I’ve been working since my son was born; I’m also the primary earner in my marriage.
My son, now five, is thriving. I’m not.
I still filter everything through the lens of my shortcomings, the tally of meals missed and other failures.
But he’s not. He’s a happy, independent little guy.
Last month, my son was on a class trip at Carnegie Hall. It happened that I had a TV shoot a few blocks away. When I was free, I raced over. He was thrilled to see me.
But after I hugged him and chatted with him a bit, he wanted to get back to his friends. “Bye, Mama,” my son said cheerfully.
He does miss me—but that doesn’t mean he feels he’s missing something.
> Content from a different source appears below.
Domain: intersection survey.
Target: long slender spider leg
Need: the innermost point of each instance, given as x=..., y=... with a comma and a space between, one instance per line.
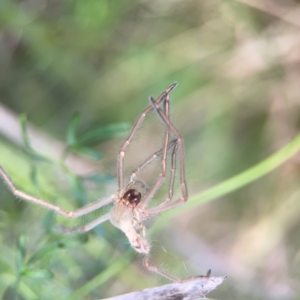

Then why do I? I try to assume the stance of many executive men—men who seem to enjoy a guilt-free pass when it comes to their kids. The guys I know don’t appear to suffer from the belief that if they were around more their kids would be healthier, happier, eat fewer pesticides and eventually attend superior colleges.
But I’ll never have that guilt-free pass—and maybe I don’t want it. My yearning to be a better mom reminds me to be more involved and engaged when I’m with him.
And when I’m not, I’m doing a damn good job at what I do. That may not spell inner peace. But it’s close enough.
Come clean. How do you handle working-mom guilt?